The wrong dirt, at the wrong time. I usually don't mind my kids jumping into outside dirty. I had better let them do something, since everything with an electric cord, or batteries makes me get all impatient and irritated. But this was right by the newly planted tomatoes, and fit snugly in the twenty minutes after bath and before bed. So I am the backyard banshee, demanding obedience and some kind of retribution from a four and seven year old. I corral muddy little bodies into the house, pushing them with undo force.

Our back door opens into the house at the top of the stairs to the basement. We have trained ourselves to open gently and slow should there ever be a child at the top of those stairs. A child at the top of those stairs would be bumped right down to the bottom by a door flung open in anger. So when I flung open the door in anger it caught the moment that the baby was making her way through that little square of floor from stairs to kitchen. It also caught the side of her head. I waited for a split second envisioning her tiny body tumbling down too many stairs to the floor that had at least been recently carpeted, instead of the welcome block of hard tile that used to catch my kids when they fell down the stairs.

Instead she screamed and clung to the wall. Anger rushed out of me, replaced by a flood of shame. I left the muddy children, scooped up the crying baby, and locked myself in my bedroom to hide from my own parenting. Cecily and I cried together. Her head was fine. She wiped my tears saying "Mama crying?" Matt eventually came in to sit quietly with me, never chastising me for my ill behavior. Natural consequences worked well enough in this case.

After enough time had passed to make me feel almost ready to go apologize to the rest of my family there was a timid knock on my bedroom door. Caroline came in - no signs of mud and clad in pajamas - to offer her own silent apology.

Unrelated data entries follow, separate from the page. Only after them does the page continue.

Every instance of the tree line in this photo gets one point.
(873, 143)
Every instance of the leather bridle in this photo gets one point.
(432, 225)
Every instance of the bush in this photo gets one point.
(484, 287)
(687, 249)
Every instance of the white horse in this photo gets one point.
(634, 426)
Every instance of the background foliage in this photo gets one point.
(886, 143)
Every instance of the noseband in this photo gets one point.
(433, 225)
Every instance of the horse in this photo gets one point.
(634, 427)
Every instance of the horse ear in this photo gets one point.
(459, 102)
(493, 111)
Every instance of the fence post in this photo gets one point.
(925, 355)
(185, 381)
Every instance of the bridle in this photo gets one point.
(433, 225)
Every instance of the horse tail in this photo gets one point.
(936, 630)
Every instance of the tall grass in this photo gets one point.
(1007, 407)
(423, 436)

She explained that she is the little girl in the picture and "The tears are me crying because I made a wrong choice."

I told her I made a wrong choice too, and I'm old, and it still made me cry.

5 comments:

Kevin said...
This comment has been removed by the author.
Emily said...

And I'm crying now too, for the tenderness and bittersweetness of parenting little children. And for the particular sweetness of you and your children.

Menner said...

Oh, and I'm balling. I hear you, Jessica. I hear you.

Not that this should make you feel any better, but knowing you struggle with this issue too gives me great comfort.

I think that you are so amazing and caring and loving and gentle and an INCREDIBLE mother. I know you're not perfect and have many weaknesses you are working on overcoming. But you are an inspiration to me. And knowing that we share the burden of anger and the habit of misdirecting it makes me feel like there is hope for me to be as incredible as you one day.

Bless you. And may Heavenly Father endow you with patience, wisdom, and perspective. You are a wonderful mother and a dearest sister.

chaniriiell said...

Great. Cried two posts in a row. :/

aubtobobtolob said...

I'm with Chani... two in a row. good grief gurl you can write.
I of course have always been immune to anger issues soooo hard to relate on that one.
aub
p.s. you should get paid for your perfect pen... key board... mind.